Nanomaterials boost LFA sensitivity through four mechanisms: stronger signal transduction (quantum dots and fluorescent nanodiamonds deliver up to 10^5-fold gains over gold nanoparticles), preconcentration (SPIONs enrich analytes 40-fold), signal amplification (Pt-coated AuNPs and HRP-conjugated AuNPs catalyze chromogenic substrates), and flow modulation (cellulose nanofiber aerogels increase reaction time). Combined, these approaches push limits of detection into the picogram-per-milliliter or sub-attomolar range for clinical biomarkers.
What nanoparticles are used as labels in point-of-care lateral flow tests?

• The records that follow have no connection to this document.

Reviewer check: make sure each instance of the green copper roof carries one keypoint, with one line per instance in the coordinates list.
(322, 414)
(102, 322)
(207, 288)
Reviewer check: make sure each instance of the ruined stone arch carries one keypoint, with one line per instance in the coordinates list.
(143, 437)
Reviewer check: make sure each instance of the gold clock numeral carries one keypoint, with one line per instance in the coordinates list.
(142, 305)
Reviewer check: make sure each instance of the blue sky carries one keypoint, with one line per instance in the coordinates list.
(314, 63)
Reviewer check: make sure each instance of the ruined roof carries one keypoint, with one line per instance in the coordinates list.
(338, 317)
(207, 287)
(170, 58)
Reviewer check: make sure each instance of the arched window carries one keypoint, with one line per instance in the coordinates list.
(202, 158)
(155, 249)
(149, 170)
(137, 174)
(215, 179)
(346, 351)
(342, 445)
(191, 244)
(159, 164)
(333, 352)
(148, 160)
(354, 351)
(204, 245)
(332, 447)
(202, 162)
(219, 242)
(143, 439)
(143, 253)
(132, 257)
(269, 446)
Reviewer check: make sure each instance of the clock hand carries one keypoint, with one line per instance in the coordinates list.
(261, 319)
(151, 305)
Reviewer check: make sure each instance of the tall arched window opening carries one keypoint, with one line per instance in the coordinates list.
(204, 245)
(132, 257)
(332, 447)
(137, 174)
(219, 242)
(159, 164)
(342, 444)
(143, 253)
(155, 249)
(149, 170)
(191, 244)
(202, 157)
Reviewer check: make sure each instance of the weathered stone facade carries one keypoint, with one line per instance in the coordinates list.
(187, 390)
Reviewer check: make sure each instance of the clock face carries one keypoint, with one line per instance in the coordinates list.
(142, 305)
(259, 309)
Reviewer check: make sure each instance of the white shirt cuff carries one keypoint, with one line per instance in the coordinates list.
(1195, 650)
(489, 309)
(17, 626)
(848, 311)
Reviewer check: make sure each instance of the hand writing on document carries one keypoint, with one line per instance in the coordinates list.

The most common LFA labels are 20–40 nm gold nanoparticles for colorimetric readout. For higher sensitivity, researchers use CdSe/ZnS quantum dots and upconverting nanoparticles for fluorescence, Fe3O4 magnetic nanoparticles for magnetic particle quantification, carbon nanoparticles and multi-walled carbon nanotubes for stronger black contrast, silver-coated gold for SERS, and fluorescent nanodiamonds for ultra-low detection limits in microwave-modulated readers.
Why are magnetic nanoparticles important for lateral flow assay performance?
Magnetic nanoparticles serve two roles in LFAs. First, they preconcentrate target analytes from dilute or complex samples, with enrichment factors of 40 enabling 26-fold to 4000-fold sensitivity gains. Second, they provide volumetric magnetic readout that is unaffected by sample opacity and offers dynamic ranges spanning up to seven orders of magnitude, making them especially valuable for biological matrices like whole blood or serum where colorimetric detection fails.